Senator HATCH. Just a simple little request.
Mr. Taft. The request was very short.

Senator HATCH. The request was very short, but the linear feet were very long.

Mr. TaFt. The effort to locate and review specific requested documents for releasability was estimated to involve a minimum of 350,000 man-hours. Obviously, compliance with a request of this nature would have a serious adverse impact upon our ability to perform the functions for which we are responsible.

A second problem with the use of the act is that the DOD is required to expend substantial public resources in responding to requests for voluminous records from persons who are not citizens of the United States at all. There have been cases in which foreign nationals have requested and received sensitive information that although not classified, does relate to national security matters.

Foreign businesses have also used the act to obtain commercial information such as industrial designs submitted by American firms during the contract award process.

In still other cases, citizens of foreign governments have used the act to gain access to DOD documents for the purpose of opposing the plans of their own governments for cooperative security arrangements with the United States. These are documents that they could not have obtained from their own governments.

A related problem arises since the term "records” is left undefined by the act. As a result, we receive requests for information that surely were never intended to be made available to the public. One category of these requests is for computer programs, maps, and charts developed at Government expense, which are of considerable commercial value. Under prevailing interpretations of the act, the Department may be required to make such items available to a few requesters who, thereby, realize a windfall from research and other scholarly

activity funded out of tax dollars. Similarly, the DOD receives requests for personnel lists or rostors which are capable of being produced through DOD computers. These lists are utilized in connection with commercial solicitations by private firms and often result in unwarrented intrusions upon the privacy of our employees and retired personnels.

This use of military computer capability for these purposes is, in our judgment, simply incompatible with the military mission. We have also experienced problems with repeated requests for the same information from the same parties. Under the act, with each request, we must provide the requester with the entire volume of the material, not just updated information.

I would like now briefly to review some specific concerns we have had in DOD with the implementation of the act. These concerns are among those being considered by the administration in preparing legislation to amend the act. The administration, as you know, is preparing to submit legislation, but we have not yet concluded our review. We will work with the committee and these are some of the areas we are looking at.

ADVERSE IMPACT ON AGENCY DECISIONMAKING Perhaps no more onerous provision of the act exists for us than the administration of the B(5) exemption which covers those records which are “interagency or intraagency memorandums or letters which would not be available by law to a party other than agency in litigation with the agency.

The necessity of determining whether the interagency memorandum or letter would be available to another party in the discovery proceeding has been interpreted by the courts to require the agency to review on a line-by-line basis staff papers and other advisory records.

This line-by-line analysis is necessary in order to make available to the requester factual information that is severable from privileged advisory portions of the record and not otherwise exempt from disclosure.
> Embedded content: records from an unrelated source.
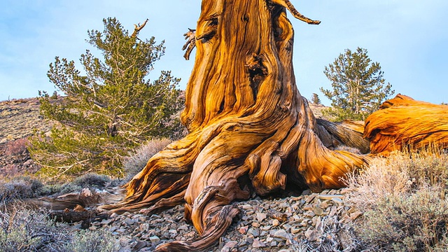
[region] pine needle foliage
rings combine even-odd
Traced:
[[[103,22],[104,31],[88,31],[87,39],[102,59],[87,50],[80,59],[83,71],[59,57],[50,64],[50,81],[64,97],[55,102],[40,92],[41,114],[60,122],[49,135],[31,139],[30,153],[44,177],[87,172],[122,176],[122,160],[131,150],[181,131],[175,116],[183,106],[180,79],[169,71],[155,80],[148,78],[164,55],[164,42],[130,35],[115,18]]]
[[[392,85],[386,84],[379,63],[372,62],[364,48],[346,49],[323,73],[332,88],[320,89],[331,100],[332,108],[323,113],[335,121],[364,120],[394,93]]]

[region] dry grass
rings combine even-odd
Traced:
[[[373,160],[349,179],[353,223],[372,251],[433,251],[448,246],[448,155],[430,148]]]
[[[148,160],[159,151],[163,150],[172,140],[168,139],[148,141],[137,148],[129,157],[123,160],[123,169],[127,178],[131,178],[146,165]]]
[[[0,251],[118,251],[120,244],[108,232],[76,231],[48,219],[43,210],[20,203],[0,210]]]

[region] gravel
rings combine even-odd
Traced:
[[[346,203],[347,190],[255,199],[234,203],[241,213],[208,251],[353,251],[357,244],[351,223],[362,213]],[[159,214],[112,214],[92,223],[120,240],[122,251],[153,251],[159,244],[198,238],[183,218],[183,206]],[[80,228],[75,223],[74,228]]]

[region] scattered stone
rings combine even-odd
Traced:
[[[160,238],[159,238],[159,237],[158,237],[157,235],[154,235],[154,236],[152,236],[152,237],[149,237],[149,240],[152,243],[158,243],[158,242],[160,241]]]
[[[274,233],[273,235],[274,237],[277,237],[277,238],[281,238],[284,240],[287,240],[288,239],[288,233],[286,232],[286,231],[284,230],[279,230],[276,231]]]
[[[267,215],[265,213],[257,213],[257,220],[258,220],[258,222],[262,222],[265,220],[266,216]]]
[[[253,248],[264,248],[265,246],[266,246],[266,244],[265,244],[264,242],[260,241],[258,239],[253,239],[253,242],[252,243],[252,247]]]

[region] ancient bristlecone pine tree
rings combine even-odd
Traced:
[[[197,48],[181,115],[189,134],[148,162],[120,203],[106,206],[150,212],[185,202],[186,218],[200,237],[158,251],[210,246],[239,213],[232,202],[253,192],[264,195],[287,183],[338,188],[341,177],[367,162],[332,150],[344,144],[368,151],[363,125],[317,122],[300,95],[287,9],[319,23],[288,1],[202,1],[196,30],[186,35]]]

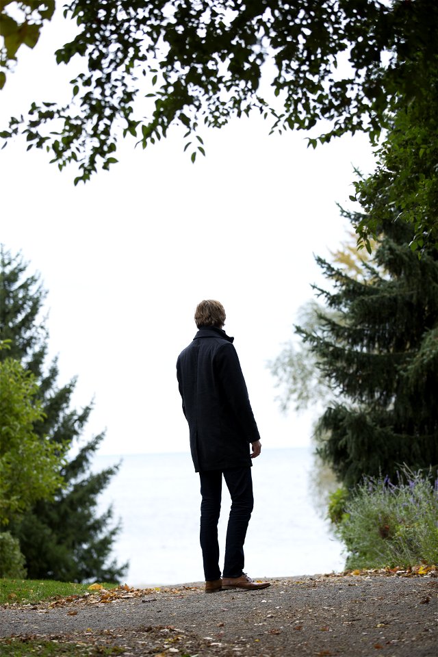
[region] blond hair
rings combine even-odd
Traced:
[[[201,326],[218,326],[222,328],[225,323],[225,310],[222,303],[214,299],[205,299],[198,303],[194,312],[194,321]]]

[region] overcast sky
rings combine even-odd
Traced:
[[[48,26],[21,55],[1,129],[66,93],[72,76],[50,57],[62,35]],[[314,255],[346,238],[336,203],[348,205],[353,165],[368,172],[373,159],[361,135],[313,151],[269,128],[255,115],[206,130],[194,165],[177,130],[145,151],[126,142],[118,164],[76,188],[23,141],[0,151],[0,241],[40,272],[59,382],[77,376],[77,406],[94,398],[86,436],[106,428],[101,454],[188,449],[175,361],[203,298],[225,307],[263,446],[309,444],[311,411],[281,415],[266,363],[321,282]]]

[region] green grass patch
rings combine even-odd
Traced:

Since such factual information would be available in a litigation proceeding it is required to be released under the act.

This application of the so-called “reasonable segregation” requirement obliges the agency to engage in the frequently difficult task of distinguishing between facts and evaluations and of determining whether the selection of facts in an advisory memorandum is not itself the product of an evaluative determination which requires protection from public disclosure if the decisionmaker is to receive the type of candid advice essential to the sound management of the agency.